Автор книги: Гаетан Суси
Жанр:
Контркультура
сообщить о нарушении
Текущая страница: 18 (всего у книги 27 страниц)
Глава 6
Ксавье шел сквозь нью-йоркскую толпу, гляда себе под ноги. Иногда, – когда его вновь охватывало ощущение неопределенности, – пораженный тем, что не додумался до этого раньше, как будто не было конца его мытарствам, он шарил глазами по земле, словно там хотел найти ключ к решению своих проблем. Время от времени он вслух произносил какие-то слова, сопровождая их жестами
смущения и тревоги, причем без всякой задней мысли, и тут же удивлялся тому, что люди, проходившие рядом, смотрят на него как на ненормального. Сам не зная зачем, он сел в трамвай, проехал не сколько остановок, потом где-то сошел, потому что там выходил много людей, хоть до порта они еще не доехали, и почему-то оказался в метро, продолжая иногда говорить с самим собой. В подземке он встал, прислонившись к столбу. Рядом с ним молодая женщина красила губы, глядясь в маленькое круглое зеркальце, от которого пахло пудрой.
Тут же дремал усатый мужчина в смокинге, перекинув через плечо пальто не первой свежести, в руках он держал футляр для скрипки. Две женщины, у одной из которых сидел на коленях ребенок, зажавший в кулачке погремушку, разговаривали о соседских делах. Рабочий в картузе читал газету, к его губе прилип погасший окурок. Подручного окружала сама действительность во всех ее мельчайших подробностях, спокойная и полная жизни.

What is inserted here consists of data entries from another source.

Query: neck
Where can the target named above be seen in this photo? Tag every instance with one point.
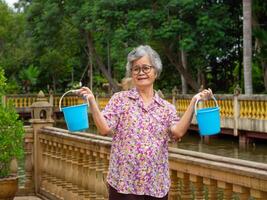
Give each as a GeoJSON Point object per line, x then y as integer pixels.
{"type": "Point", "coordinates": [146, 94]}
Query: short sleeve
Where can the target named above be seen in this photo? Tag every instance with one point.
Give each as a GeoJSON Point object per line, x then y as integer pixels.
{"type": "Point", "coordinates": [113, 110]}
{"type": "Point", "coordinates": [173, 119]}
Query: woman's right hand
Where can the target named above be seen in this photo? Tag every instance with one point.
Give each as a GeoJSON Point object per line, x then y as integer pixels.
{"type": "Point", "coordinates": [86, 93]}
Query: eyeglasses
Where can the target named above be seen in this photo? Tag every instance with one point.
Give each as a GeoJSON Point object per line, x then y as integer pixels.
{"type": "Point", "coordinates": [137, 69]}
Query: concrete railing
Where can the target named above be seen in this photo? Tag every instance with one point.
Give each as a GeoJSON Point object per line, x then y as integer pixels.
{"type": "Point", "coordinates": [74, 166]}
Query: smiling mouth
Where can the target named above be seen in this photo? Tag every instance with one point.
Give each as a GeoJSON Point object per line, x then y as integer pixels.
{"type": "Point", "coordinates": [142, 78]}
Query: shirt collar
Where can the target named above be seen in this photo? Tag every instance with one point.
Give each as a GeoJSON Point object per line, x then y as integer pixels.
{"type": "Point", "coordinates": [133, 94]}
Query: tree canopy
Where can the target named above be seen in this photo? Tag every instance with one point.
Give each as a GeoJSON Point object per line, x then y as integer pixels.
{"type": "Point", "coordinates": [62, 39]}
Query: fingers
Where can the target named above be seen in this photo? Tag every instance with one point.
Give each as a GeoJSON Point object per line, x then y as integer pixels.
{"type": "Point", "coordinates": [206, 94]}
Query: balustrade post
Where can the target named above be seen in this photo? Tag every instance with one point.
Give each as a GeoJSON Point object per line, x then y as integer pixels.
{"type": "Point", "coordinates": [212, 188]}
{"type": "Point", "coordinates": [85, 174]}
{"type": "Point", "coordinates": [243, 192]}
{"type": "Point", "coordinates": [186, 192]}
{"type": "Point", "coordinates": [236, 114]}
{"type": "Point", "coordinates": [258, 195]}
{"type": "Point", "coordinates": [92, 176]}
{"type": "Point", "coordinates": [41, 116]}
{"type": "Point", "coordinates": [105, 162]}
{"type": "Point", "coordinates": [198, 185]}
{"type": "Point", "coordinates": [28, 187]}
{"type": "Point", "coordinates": [227, 189]}
{"type": "Point", "coordinates": [4, 99]}
{"type": "Point", "coordinates": [99, 177]}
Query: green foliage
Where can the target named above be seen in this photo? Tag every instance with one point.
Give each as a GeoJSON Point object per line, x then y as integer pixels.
{"type": "Point", "coordinates": [53, 36]}
{"type": "Point", "coordinates": [11, 135]}
{"type": "Point", "coordinates": [29, 76]}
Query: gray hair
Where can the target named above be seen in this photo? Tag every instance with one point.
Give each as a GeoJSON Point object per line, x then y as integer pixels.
{"type": "Point", "coordinates": [140, 51]}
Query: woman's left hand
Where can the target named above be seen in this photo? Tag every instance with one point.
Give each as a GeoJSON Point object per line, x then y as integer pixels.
{"type": "Point", "coordinates": [204, 95]}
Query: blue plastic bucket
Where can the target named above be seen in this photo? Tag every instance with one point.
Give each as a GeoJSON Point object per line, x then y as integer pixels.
{"type": "Point", "coordinates": [76, 117]}
{"type": "Point", "coordinates": [208, 120]}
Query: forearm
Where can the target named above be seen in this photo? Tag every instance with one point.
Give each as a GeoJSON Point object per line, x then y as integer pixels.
{"type": "Point", "coordinates": [98, 118]}
{"type": "Point", "coordinates": [181, 127]}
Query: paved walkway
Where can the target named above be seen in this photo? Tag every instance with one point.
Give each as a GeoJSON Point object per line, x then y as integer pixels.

Хотя в этом было что-то необычное. На палец Ксавье села муха. Сначала он посмотрел на нее с безразличием. Потом вдруг с поразительной очевидностью это показалось ему чудовищным. Не только муха, а вообще все вокруг него – мужчины, женщины, губная помада, футляр для скрипки.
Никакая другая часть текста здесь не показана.